They could have been on a family outing, a small group of adults and children ambling along the banks of a wide river estuary on the Norfolk coast.
But the footprints they planted in the mud at Happisburgh were left 800,000 years ago - the oldest marks made by human feet ever discovered outside Africa.
Scientists are now trying to understand the full implications of the find, the first direct evidence of our earliest ancestors in northern Europe.
With astonishing luck, researchers were able to make digital records of the prints two weeks before they were destroyed by encroaching sea tides.
The footprints were exposed at low tide as heavy seas washed away beach sands to reveal a series of elongated hollows cut in the compacted mud.
"At first we weren't sure what we were seeing," said Dr Nick Ashton, of the British Museum in London. "But as we removed any remaining beach sand and sponged off the seawater, it was clear that the hollows resembled prints, perhaps human footprints, and that we needed to record the surface as quickly as possible before the sea eroded it away."
Analysis revealed a range of adult and juvenile feet, possibly five people in all. In some cases there was evidence of the heel, foot arch and even toes.
Working on the basis that in most present and past populations foot length is roughly 15% of height, the scientists calculated how tall the ancient walkers were likely to have been.
Their heights varied from three feet to 5ft 7ins. The tallest individual had feet that would have fitted a modern size eight shoe.
"This height range suggests a mix of adults and children with the largest print possibly being a male," said Dr Isabelle De Groote, a member of the team from Liverpool John Moores University.
A report on the discovery appears in the online journal Public Library of Science ONE.
At the time the footprints were made, Britain was linked by land to continental Europe.
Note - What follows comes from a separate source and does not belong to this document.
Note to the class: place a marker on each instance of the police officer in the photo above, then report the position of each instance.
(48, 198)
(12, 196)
The Happisburgh site would have been on the banks of a wide estuary several miles from the coast.
The surrounding landscape then was very different from that of modern Norfolk, with deer, bison, mammoth and hippo grazing along the river valley.
As well as abundant meat, the ancient humans would have had access to edible plant tubers, seaweed and shellfish .
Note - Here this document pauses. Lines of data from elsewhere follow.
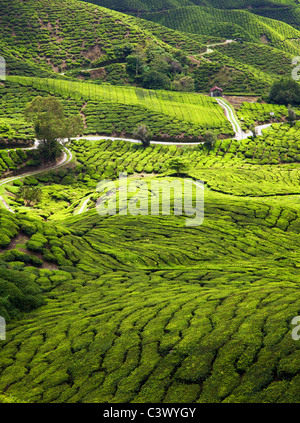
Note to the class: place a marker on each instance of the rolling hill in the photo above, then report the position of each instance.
(141, 308)
(43, 39)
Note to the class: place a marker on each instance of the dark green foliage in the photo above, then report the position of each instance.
(285, 91)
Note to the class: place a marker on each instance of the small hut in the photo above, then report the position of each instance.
(216, 92)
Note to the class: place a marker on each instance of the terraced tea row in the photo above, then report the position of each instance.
(122, 338)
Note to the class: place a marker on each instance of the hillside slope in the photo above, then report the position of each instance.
(283, 10)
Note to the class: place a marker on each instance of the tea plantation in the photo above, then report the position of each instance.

Mammalian fossils unearthed at Happisburgh include a species of woolly mammoth, an extinct horse and early forms of vole.
Until now stone tools and animal bones have been the only relics of humans living in northern Europe so long ago.
Who left the footprints remains a mystery, but they may have been related to Homo antecessor (Pioneer Man), a human species known to have lived in Spain at around the same time.
Professor Chris Stringer, head of human origins at the Natural History Museum, London, said: "These people were of a similar height to ourselves and were fully bipedal.
"They seem to have become extinct in Europe by 600,000 years ago and were perhaps replaced by the species Homo heidelbergensis. Neanderthals followed from about 400,000 years ago, and eventually modern humans some 40,000 years ago."
The Norfolk prints are more than twice the age of the previous oldest human tracks found in Europe, the so-called "Devil's Footprints" left in volcanic ash in the Campanian plain of southern Italy which date back 345,000 years.
The oldest footprints from a human-like species ever found were left at Laetoli, Tanzania, some 3.5 million years ago.
Footprints from a people who appear to have walked in a similar way to modern humans were found at Lleret in Kenya in 2009 and are around 1.5 million years old.